There has been discussion recently on the Times letters page, most of it feeble in the extreme as is sadly typical these days of the Times letters, of what is a modern definition of a gentleman. When this comes up, as it does from time to time, I cannot think beyond the wonderful Beyond the Fringe sketch about the railway lost property shop advertising 2000 pairs of ‘lost’ corduroy trousers. Jonathan Miller muses about how they came to be lost all at once, imagining a regiment of men detrousering on command at a predetermined point in the journey and marching off bare legged, to the horror of a watching matron in charge of a group of children – ‘turn your faces to the wall dears, while the ‘gentlemen’ walk by’.
The trouble with the sort of definition that Times readers come up with is that it is nearly always pseudo-funny or pretentious, when gentlemanly behaviour is more than anything a matter of good manners and certainly nothing to do with class. I had a supervisor once who might have passed at first meeting but soon revealed his true colours through his inability (it seemed more than a reluctance) to say please or thankyou to waiters or secretaries. (He also claimed to speak French but could not grasp that a feminine noun in French, such as personne remains feminine even when it refers only to males, a dead giveaway if ever there was one.) In fact it was almost a defining feature of British industry up to at least the sixties that senior ranks behaved in this way – the lack of please and thankyou I mean, not the bad French.

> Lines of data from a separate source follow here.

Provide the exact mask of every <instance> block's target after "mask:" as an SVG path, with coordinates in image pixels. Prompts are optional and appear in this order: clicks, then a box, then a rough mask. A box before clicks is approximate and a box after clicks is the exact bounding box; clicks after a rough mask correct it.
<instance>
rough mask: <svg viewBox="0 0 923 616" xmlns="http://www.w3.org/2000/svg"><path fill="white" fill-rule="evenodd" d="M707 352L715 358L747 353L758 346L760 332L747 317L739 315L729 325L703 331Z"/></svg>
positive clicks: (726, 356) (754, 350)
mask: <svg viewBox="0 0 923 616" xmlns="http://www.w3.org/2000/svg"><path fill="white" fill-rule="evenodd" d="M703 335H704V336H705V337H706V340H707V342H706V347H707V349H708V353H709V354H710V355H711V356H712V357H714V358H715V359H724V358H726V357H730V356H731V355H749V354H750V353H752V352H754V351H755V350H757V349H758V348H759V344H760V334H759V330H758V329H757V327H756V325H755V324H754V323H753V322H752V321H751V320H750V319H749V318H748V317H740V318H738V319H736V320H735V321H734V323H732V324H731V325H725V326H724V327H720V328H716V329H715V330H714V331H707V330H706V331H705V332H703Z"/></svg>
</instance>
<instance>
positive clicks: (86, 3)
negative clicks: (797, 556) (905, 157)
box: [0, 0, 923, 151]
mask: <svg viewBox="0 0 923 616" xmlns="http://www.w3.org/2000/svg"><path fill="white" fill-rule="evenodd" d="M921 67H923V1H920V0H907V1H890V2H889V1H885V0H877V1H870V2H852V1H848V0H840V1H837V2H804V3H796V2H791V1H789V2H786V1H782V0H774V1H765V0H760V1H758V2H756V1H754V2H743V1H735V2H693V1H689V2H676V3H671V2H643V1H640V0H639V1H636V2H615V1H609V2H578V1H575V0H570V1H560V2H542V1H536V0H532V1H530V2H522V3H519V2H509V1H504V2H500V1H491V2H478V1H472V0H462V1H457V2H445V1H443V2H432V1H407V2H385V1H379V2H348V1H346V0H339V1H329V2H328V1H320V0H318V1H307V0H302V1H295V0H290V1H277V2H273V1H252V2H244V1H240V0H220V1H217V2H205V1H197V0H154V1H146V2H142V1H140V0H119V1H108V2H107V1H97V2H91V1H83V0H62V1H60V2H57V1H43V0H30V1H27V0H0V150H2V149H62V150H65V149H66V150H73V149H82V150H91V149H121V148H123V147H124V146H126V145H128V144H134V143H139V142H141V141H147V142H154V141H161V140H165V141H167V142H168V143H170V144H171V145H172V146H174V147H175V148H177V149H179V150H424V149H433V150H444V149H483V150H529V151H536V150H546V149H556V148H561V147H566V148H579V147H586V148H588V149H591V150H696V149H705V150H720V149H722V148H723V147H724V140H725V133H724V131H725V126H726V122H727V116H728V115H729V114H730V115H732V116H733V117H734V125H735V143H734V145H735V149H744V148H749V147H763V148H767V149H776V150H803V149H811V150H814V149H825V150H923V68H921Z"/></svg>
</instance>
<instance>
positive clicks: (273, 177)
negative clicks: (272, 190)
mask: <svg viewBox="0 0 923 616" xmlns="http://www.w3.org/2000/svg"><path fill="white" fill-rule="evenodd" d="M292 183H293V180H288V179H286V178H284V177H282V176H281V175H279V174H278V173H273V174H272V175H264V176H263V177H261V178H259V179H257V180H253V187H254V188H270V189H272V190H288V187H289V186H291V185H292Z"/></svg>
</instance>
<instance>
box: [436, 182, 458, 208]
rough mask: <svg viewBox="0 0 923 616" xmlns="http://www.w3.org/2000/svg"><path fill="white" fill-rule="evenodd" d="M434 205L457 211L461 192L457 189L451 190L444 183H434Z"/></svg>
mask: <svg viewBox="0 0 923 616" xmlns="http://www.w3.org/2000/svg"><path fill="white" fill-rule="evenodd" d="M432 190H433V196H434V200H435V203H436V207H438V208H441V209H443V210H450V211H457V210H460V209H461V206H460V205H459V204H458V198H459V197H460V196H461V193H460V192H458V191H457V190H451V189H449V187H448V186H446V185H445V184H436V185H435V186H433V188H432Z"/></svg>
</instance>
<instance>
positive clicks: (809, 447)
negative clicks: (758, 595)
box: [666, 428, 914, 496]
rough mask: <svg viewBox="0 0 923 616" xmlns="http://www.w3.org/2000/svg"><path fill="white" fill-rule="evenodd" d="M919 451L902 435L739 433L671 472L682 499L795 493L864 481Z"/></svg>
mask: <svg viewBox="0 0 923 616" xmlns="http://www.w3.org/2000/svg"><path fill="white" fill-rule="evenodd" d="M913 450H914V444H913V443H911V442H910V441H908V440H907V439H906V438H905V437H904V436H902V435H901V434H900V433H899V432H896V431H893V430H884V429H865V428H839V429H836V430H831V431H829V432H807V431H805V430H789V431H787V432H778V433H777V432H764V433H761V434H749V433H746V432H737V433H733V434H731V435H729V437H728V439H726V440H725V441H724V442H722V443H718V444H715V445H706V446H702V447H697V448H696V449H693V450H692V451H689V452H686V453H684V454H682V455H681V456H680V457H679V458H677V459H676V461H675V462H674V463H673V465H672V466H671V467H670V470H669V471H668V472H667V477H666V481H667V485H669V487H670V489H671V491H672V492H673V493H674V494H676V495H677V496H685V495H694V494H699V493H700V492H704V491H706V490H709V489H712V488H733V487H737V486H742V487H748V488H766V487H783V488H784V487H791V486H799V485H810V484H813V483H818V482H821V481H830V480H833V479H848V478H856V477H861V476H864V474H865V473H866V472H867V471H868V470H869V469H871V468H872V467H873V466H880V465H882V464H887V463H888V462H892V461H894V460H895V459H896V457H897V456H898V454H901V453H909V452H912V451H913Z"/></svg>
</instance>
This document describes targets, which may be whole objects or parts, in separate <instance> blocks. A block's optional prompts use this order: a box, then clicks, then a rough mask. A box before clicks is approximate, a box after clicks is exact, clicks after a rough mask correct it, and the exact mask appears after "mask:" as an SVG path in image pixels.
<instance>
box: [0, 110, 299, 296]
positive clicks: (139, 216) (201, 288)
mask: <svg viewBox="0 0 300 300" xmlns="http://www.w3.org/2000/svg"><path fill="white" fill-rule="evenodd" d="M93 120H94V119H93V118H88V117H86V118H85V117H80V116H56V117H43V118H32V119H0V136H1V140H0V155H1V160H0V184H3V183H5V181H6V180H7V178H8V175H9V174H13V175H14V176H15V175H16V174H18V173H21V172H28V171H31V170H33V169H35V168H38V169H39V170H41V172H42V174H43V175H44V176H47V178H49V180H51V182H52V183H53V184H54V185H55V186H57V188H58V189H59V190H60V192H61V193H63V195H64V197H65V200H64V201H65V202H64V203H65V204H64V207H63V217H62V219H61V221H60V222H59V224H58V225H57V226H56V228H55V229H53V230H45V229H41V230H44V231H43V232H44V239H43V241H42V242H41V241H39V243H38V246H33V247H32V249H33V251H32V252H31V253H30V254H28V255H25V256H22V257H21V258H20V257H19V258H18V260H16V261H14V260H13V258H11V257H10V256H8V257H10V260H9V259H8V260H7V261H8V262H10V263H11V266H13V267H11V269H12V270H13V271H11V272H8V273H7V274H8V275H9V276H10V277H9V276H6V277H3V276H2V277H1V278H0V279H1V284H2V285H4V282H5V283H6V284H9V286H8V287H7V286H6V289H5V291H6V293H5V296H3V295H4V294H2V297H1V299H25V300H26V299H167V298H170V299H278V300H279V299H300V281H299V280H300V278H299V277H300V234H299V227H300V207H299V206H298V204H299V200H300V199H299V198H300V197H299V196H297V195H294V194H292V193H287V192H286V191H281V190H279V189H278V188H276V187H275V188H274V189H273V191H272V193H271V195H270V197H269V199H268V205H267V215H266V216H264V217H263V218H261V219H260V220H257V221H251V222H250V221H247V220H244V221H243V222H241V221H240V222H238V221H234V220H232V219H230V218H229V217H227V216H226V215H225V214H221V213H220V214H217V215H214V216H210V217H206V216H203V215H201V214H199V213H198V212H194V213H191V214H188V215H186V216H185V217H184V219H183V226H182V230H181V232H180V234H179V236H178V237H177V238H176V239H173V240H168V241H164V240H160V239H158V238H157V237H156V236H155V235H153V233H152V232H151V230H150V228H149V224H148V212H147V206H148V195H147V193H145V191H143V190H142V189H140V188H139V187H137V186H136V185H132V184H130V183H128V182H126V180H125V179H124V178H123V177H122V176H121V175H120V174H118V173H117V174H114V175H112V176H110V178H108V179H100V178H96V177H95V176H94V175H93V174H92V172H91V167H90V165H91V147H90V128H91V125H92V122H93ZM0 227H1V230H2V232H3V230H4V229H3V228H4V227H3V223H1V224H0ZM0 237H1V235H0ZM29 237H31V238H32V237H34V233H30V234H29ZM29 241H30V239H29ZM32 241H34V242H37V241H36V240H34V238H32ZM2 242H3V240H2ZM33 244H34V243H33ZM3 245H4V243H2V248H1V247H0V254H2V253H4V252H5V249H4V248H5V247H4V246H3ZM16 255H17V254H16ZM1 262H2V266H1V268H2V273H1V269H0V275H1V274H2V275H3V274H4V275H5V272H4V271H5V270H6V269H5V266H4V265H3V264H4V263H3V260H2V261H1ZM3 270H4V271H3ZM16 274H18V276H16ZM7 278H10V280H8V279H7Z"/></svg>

Which brings me to Alastair Campbell. I have long regarded him with the utmost distaste and have held it against Tony Blair that he would ever employ such a person. But from the rash of opportunistic memoirs that have appeared recently following Blair’s departure it is clear he moved in polluted waters. For Cherie Blair, in her own most untimely and inappropriate memoirs, made a number of uncomplimentary remarks about Campbell, including the accusation that he once referred to her ‘personal stylist’ Andre Suard as ‘only a fucking hairdresser’. Campbell denies this vehemently with what, if true, is a good working definition of a gentleman in the modern world. He claims ‘there are other direct quotations... which were not accurate, but this is the one I would like to deny, not least since it goes against the rule I have tended to operate most of my life, which is to save my harshest words for colleagues at or above my level within the organisation’. Of course this could just be an obtuse way of placing his boss’s wife in the pecking order of the Downing Street entourage.
Maybe for a final thought we should revert to Jonathan Miller, discussing the meaning of the famous sign that used to be found in train lavatories: gentlemen lift the seat. Was this, he wondered, a new kind of loyal toast, or maybe a latter day definition of a gentleman?